The vast majority of our country’s population is several generations removed from farming. Most people are unfamiliar with modern production practices, yet dependent on agriculture and the food supply chain. Nonetheless, consumers today have a great deal of choice. When certain practices do not align with people’s expectations, they may choose to not consume dairy products or turn to alternatives.Animal care is a key topic that affects how consumers view their food choices. That means animal welfare is critical to the dairy industry’s ability to maintain its “social license” and consumer base into the future.
Many consumers want to be confident their purchases don’t conflict with their values. Analysis of more than 40,000 survey responses from U.S. consumers showed that although most people prioritize price, safety, taste, and nutrition when buying food, they also put animal welfare ahead of other factors, such as convenience, environmental impact, and labor fairness.
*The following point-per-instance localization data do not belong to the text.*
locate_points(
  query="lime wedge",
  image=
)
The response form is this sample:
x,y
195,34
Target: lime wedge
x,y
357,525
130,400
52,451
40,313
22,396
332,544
Science to inform policyHow should the dairy industry address public concerns about animal welfare and maintain consumer confidence? This is where both the natural and social sciences can play a key role. For example, researchers focusing on the biology and behavior of animals provide invaluable insights into what cattle need and want to have a good life.
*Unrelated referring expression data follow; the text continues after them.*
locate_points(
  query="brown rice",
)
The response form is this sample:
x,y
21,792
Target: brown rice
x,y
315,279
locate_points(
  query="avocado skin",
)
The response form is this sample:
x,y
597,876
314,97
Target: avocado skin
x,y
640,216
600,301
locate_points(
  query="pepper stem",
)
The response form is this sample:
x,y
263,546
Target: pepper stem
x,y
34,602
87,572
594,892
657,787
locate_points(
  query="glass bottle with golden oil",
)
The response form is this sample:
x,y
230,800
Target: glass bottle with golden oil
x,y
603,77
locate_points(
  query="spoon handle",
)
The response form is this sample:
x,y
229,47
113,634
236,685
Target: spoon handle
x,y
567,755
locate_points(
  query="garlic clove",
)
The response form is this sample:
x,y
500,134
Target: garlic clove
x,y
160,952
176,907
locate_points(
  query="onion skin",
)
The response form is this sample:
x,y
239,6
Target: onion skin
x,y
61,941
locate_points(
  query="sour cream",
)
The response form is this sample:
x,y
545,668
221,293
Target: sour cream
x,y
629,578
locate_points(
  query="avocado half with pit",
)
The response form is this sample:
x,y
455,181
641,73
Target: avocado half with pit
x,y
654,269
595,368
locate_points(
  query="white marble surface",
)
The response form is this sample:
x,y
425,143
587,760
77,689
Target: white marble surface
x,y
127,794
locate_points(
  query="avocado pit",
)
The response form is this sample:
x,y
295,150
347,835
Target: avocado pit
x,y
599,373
Social science is also needed, however, to understand the attitudes, expectations, and values of important dairy stakeholders, such as producers, veterinarians, and consumers. Sustainable policy recommendations will depend on solid research from both areas, conducted using rigorous, validated scientific techniques.
There is a large amount of data showing sizable majorities of Americans are either somewhat or very concerned about how food animals are treated. Research also reveals people can think or behave differently about these matters, depending on whether they are wearing their “consumer” hat or their “citizen” or “voter” hat. People are often more willing to take an action, like voting for a regulation, than putting their money where their mouth is.
Over the past two decades, at least seven states have passed regulations on farm animal care, mostly having to do with housing and allowing the animals to have greater freedom of movement. In states where citizens voted directly on these laws through ballot initiatives, 55% to 78% voted in favor of such regulations.
Not sure who to trustWhy would people want more regulation of farm animal care? Part of the issue is the public knows very little about the details of dairy farming, and very few indicate they have reliable sources of information on animal welfare.
Strikingly, this effect held regardless of whether they were omnivores or vegetarians, rural or urban, conservative or liberal. When people learned about the existence of ag-gag laws, many of them got the impression that farmers must have something to hide. Therefore, transparency appears critical for maintaining public trust.
Transparency is just the startWe often hear about the need to educate the public and “tell our story” to consumers. Easily attainable information improves transparency. But does improving consumers’ knowledge also improve their satisfaction with animal production methods? Research tells us that the answer is complicated.
On its own, greater knowledge about farming practices does not necessarily lead to more trust. In another study, we found that after an educational visit to a dairy farm, people certainly learned something — their knowledge about dairy production improved. However, gaining more information about dairy production had a variable effect on people’s perceptions of the industry. For some visitors, their attitudes toward dairy farming also improved, but others were ambivalent, and still others actually became more worried about the welfare of dairy cows.
Why did this happen? Part of the reason is that “consumers” or “the public” are not one homogeneous group. For example, multiple studies have found that women are more concerned about animal welfare than men. This is noteworthy because women make more purchasing decisions and vote more than men do.
Critically, we also know that people have differing underlying values affecting their beliefs, attitudes, and behaviors in relation to animal welfare. These values seem to be relatively unaffected by additional education about the “hows” and “whys” of animal farming.
In the farm-tour study, some people’s perceptions of dairy production improved because seeing the farm assured them that the cows were in good health and lived in clean barns with good nutrition. Other people, however, seemed to become dissatisfied because they expected to see animals in outdoor environments and able to perform a wider range of natural behaviors.
We view this example, and findings from other social science research, as eye-opening. It is an opportunity for the industry to enhance alignment with the public around areas of animal care such as ensuring that animals have freedom of movement.
Telling our story using competence, skills, and expertise — showing how much you know — is important. However, demonstrating shared values around animal welfare — showing how much you care — may matter even more. Engaging with the public to identify these shared values is likely to be more effective than simplistic attempts to “educate” the public.
Although necessary, shifting to a dialogue with the public is also unlikely to be sufficient in and of itself, unless it is accompanied by concrete actions. Proactively adopting best animal care practices rooted in science is critical to support the public perception of shared values and to promote improved consumer confidence.